Cedigaz News Reports

 

09/10/2019
Qatar sees new LNG mega-trains coming online in 3-6 month intervals.

The head of Qatar Petroleum, Saad al-Kaabi, said Tuesday his country's four new LNG mega-trains would come online at intervals of three to six months after the first starts up in 2024.

Al-Kaabi, who is also Qatar's energy minister, told the Oil & Money conference in London that the producer was also not concerned about the state of the global gas market, preferring to focus instead on being the "lowest-cost producer." Qatar Petroleum plans to raise the country's LNG production capacity to 110 million mt from 77 million mt a year with the construction of four new mega-trains of 8 million mt/year each.

The exact timeline of the expansion, which also involves new developments at the giant offshore North Field, depends on the award of construction contracts, al-Kaabi said.

"We will start in 2024," he said, with the trains coming online in a "staggered" way of three to six months after that. "We are on track but it is the construction scheduling that will determine some of that," al-Kaabi said. Al-Kaabi said there were currently three "very capable" consortiums in the running for the main construction contract. "The main contract is going to one contractor to build the trains," he said.

The LNG expansion project could also involve some international oil companies taking equity stakes, though al-Kaabi reiterated that Qatar was also happy to go it alone. "We have selected a few good partners that have worked with us, and we are going to look at the offers that we get to decide," he said, adding: "We are not in a hurry."
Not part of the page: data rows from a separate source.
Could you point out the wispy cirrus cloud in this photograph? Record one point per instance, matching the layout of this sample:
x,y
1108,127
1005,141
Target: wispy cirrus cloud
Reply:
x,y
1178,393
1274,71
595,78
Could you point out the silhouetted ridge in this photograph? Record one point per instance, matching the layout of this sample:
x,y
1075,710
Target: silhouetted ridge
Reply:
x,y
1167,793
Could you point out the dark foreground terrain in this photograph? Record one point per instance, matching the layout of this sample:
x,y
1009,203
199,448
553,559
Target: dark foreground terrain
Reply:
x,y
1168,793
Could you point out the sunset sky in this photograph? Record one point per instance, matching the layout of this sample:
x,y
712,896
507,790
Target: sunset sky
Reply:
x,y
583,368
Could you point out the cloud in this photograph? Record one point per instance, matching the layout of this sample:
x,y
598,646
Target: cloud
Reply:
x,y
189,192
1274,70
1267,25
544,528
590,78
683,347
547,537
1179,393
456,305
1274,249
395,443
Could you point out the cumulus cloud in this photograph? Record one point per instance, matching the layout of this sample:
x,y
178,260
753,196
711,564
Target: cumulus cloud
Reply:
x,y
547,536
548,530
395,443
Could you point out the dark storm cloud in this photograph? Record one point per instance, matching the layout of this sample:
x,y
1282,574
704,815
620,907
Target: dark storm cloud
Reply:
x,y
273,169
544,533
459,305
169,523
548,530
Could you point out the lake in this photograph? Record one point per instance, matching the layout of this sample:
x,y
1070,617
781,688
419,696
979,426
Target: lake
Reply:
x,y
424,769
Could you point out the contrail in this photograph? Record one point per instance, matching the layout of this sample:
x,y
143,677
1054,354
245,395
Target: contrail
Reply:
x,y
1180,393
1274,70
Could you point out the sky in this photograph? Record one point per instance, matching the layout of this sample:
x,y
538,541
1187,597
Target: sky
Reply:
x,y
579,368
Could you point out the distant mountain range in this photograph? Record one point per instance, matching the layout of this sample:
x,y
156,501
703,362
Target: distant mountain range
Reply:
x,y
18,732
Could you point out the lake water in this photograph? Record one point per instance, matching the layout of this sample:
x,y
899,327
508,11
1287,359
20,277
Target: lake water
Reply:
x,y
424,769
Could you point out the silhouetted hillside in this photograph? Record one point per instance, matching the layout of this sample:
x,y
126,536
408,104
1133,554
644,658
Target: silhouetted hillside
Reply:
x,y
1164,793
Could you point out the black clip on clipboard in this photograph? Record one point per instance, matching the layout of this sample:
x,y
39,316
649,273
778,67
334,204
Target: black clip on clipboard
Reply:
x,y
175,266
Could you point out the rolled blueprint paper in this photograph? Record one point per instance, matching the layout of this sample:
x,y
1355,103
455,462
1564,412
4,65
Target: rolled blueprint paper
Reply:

Al-Kaabi said much depended on the value the partners could bring, including in offering Qatar Petroleum the potential to take an interest in assets elsewhere.

"It could be something that we want to do outside Qatar -- it could be swaps, some support in the market, an offtake [arrangement]. It could be a lot of things."

MARKET EVOLUTION

Asked about Qatar's view of the evolution of the LNG market -- given that the four new trains are due online at a time that other new projects could also be starting up -- al-Kaabi said the state of the market was not his concern.

"We are focused on what we do. We don't compete with anyone. I don't pay attention to that," he said. "My focus is how we can be the lowest-cost producer. We are price takers," he said, adding that if gas prices stayed low, and other producers went out of business, then Qatar "will always have a market."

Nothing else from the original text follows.